Last week I was at Hofstra to see the play “What Killed Marcelo Lucero?” by the experimental theater company Teatro Yerbabruja. About two hundred students were seated behind me, some because their teachers required their attendance.
During the play, a demagogic politician ratchets up the hatred against Latinos as teens run wild, hurling stupid insults at hardworking brown men. Some of the students behind me muttered that the dialogue was “unrealistic,” but I recognized much of it as culled from the collected works of Steve Levy and the written statements of the seven young men convicted in the Marcelo Lucero killing.

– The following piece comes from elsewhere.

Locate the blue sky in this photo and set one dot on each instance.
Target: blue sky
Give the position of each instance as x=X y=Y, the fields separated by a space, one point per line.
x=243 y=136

I wondered if the students came from worlds where ignorance dared not raise its head, or if they had become so inured to prejudice that they did not connect the soft racist statements of their own uncles and aunts around the Thanksgiving table with the actionable words that inspired the tormentors of Marcelo Lucero.
One of Jeff Conroy’s friends told a New York Times reporter earlier this year that attacks on Latinos by students at Patchogue-Medford High School didn’t start with the seven who set Lucero up for slaughter. He said he first heard of “beaner jumping” when he was in middle school.
If Conroy and company weren’t the first, the odds are they will not be the last. We know that in the months after Lucero’s attackers were jailed, similar attacks by teens continued.
Some of the first generation of beaner jumpers are still out there, in their 20s now. Most likely, some kids younger than the Patchogue Seven have taken up the cause.
I told the students at Hofstra after the play that if they did not want their younger brothers and cousins to become the next generation of Jeff Conroys, they had to confront the hatred when it appeared at the family dinner table. If not for the Marcelo Luceros of the world, then at least for the potential Jeff Conroys within their own families.